US-Regierung zieht Unterschrift unter das Statut von Rom zurück
Am Montag soll der bereits angekündigte Schritt erfolgen, mit dem die US-Regierung wieder einmal demonstriert, an verpflichtenden internationalen Abkommen und einem globalen Rechtssystem nicht interessiert zu sein
Anfang April hatten mehr als 60 Staaten das Statur von Rom ratifiziert. Damit konnte begonnen werden, den Internationalen Gerichtshof einzurichten. Zwar hatte Clinton noch kurz vor dem Ende seiner Amtszeit das Statut unterschrieben, aber seinem Nachfolger bereits geraten, es nicht dem Senat vorzulegen. Die Bush-Regierung, allen internationalen Abkommen abhold, hatte bereits angekündigt, selbst die kaum zu etwas verpflichtende Unterschrift zurückzuziehen (Startschuss für den Internationalen Strafgerichtshof). Jetzt gab die Regierung bekannt, am Montag erstmals in der Geschichte der UN die Unterschrift unter ein internationales Abkommen formal annullieren zu wollen.

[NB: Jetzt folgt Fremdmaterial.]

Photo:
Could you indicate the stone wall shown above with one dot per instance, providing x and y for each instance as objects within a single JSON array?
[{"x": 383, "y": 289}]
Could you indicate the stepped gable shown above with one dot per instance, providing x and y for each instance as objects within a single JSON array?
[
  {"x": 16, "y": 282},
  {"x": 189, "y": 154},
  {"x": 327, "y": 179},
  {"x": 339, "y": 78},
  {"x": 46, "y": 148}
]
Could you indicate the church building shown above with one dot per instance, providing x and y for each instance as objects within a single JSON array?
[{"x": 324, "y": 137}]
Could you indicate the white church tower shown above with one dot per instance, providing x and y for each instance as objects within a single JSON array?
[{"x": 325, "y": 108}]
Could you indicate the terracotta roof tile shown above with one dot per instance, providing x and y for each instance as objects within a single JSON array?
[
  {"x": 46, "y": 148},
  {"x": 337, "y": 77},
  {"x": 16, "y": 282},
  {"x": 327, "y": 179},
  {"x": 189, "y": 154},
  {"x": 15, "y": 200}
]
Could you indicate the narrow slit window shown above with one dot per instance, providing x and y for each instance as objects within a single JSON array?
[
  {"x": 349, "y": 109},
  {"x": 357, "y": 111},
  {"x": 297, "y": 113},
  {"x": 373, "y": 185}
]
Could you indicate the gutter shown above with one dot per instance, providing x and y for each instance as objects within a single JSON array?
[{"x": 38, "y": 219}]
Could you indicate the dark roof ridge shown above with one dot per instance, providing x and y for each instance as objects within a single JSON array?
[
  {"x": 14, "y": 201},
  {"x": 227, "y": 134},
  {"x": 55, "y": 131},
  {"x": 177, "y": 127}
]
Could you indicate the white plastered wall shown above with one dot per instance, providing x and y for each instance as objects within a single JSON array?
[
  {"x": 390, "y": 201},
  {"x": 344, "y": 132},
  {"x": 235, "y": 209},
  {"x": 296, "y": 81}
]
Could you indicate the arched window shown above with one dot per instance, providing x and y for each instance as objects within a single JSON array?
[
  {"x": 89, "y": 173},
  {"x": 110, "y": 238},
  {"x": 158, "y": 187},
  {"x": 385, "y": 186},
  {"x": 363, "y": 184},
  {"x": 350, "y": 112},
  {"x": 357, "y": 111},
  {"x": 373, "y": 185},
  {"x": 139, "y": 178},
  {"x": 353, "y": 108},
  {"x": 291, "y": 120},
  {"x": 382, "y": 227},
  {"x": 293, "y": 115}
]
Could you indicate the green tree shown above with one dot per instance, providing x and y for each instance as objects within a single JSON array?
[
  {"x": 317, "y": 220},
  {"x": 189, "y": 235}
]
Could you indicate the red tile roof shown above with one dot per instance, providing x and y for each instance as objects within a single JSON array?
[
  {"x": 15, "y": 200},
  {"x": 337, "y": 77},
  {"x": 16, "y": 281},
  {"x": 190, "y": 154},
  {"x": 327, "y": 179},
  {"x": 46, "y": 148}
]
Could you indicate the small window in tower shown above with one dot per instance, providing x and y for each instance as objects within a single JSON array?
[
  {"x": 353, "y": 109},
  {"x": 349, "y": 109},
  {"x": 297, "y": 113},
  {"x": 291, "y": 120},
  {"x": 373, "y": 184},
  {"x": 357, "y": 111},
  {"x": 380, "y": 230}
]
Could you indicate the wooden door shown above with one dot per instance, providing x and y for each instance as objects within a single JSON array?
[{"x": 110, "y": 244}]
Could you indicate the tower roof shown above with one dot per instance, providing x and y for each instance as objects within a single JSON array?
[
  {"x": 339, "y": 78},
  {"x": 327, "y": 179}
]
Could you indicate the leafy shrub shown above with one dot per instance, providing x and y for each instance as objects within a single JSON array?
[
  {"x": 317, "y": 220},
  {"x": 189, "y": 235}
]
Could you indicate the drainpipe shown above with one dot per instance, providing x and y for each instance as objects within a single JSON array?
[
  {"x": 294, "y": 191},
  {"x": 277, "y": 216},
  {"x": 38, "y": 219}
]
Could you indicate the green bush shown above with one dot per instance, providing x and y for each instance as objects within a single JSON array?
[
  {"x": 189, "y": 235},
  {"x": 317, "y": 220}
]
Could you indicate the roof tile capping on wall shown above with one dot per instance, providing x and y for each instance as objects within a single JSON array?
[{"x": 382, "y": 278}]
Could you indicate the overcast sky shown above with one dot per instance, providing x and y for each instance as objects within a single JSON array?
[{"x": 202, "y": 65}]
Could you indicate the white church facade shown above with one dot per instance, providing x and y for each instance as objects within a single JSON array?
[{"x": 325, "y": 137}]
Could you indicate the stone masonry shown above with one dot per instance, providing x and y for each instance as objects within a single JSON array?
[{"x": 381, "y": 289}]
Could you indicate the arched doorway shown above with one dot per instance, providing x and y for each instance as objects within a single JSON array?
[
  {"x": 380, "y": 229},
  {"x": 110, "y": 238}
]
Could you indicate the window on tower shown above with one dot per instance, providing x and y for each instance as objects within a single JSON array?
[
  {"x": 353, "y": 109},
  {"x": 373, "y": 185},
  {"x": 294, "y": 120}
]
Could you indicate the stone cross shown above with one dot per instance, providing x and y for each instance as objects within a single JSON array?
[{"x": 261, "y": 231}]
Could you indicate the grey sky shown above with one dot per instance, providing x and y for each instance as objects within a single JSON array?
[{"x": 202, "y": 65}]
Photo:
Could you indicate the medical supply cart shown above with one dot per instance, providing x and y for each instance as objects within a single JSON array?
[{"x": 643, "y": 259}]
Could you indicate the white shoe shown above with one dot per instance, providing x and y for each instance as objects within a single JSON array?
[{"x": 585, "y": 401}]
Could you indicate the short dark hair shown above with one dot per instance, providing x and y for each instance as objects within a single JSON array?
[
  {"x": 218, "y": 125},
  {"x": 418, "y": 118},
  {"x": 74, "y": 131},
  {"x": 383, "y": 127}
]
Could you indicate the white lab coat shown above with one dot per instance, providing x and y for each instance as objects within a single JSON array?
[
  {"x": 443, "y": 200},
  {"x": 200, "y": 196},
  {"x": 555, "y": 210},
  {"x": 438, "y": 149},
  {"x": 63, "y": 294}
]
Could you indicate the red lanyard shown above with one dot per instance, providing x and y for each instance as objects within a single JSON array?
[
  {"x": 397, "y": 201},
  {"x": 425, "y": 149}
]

Zu dem Schritt ist lediglich ein formeller Brief an den UN-Generalsekretär Kofi Annan notwendig, in dem die US-Regierung versichert, dass sie den Vertrag nicht unterzeichnen werde, und verlangt, von den allen damit verbundenen Verpflichtungen befreit zu werden. Die US-Regierung fürchtet eine "Politisierung der Justiz" und hat Sorge, dass amerikanische Soldaten, Staatsangestellte oder Politiker im Ausland willkürlich angeklagt und vor den Gerichtshof gestellt werden könnten. Aufgrund der von den USA vorgebrachten Einwände wurden bereits viele Sicherheitsmaßnahmen für den ICC eingebaut, die im Grunde verhindern, dass jemals ein US-Soldat angeklagt und verurteilt werden könnte. Gleichwohl wurde Ende des letzten Jahres bereits im Senat der American Servicemembers' Protection Act (ASPA) verabschiedet, der die Zusammenarbeit der USA mit dem ICC verbieten und eine Beteiligung der USA an friedenssichernden Einsätzen der UN so lange verhindern will, bis die amerikanischen Soldaten von der Strafverfolgung durch den ICC ausgenommen wurden. Militärische Hilfe kann nach dem Gesetz, das noch den Kongress passieren muss, an die nicht in der Nato befindlichen Staaten eingestellt werden. Und dem Präsidenten wird die Möglichkeit eingeräumt, US-Regierungsangestellte und Verbündete auch mit militärischer Gewalt zu befreien, wenn sie vor den ICC gebracht werden.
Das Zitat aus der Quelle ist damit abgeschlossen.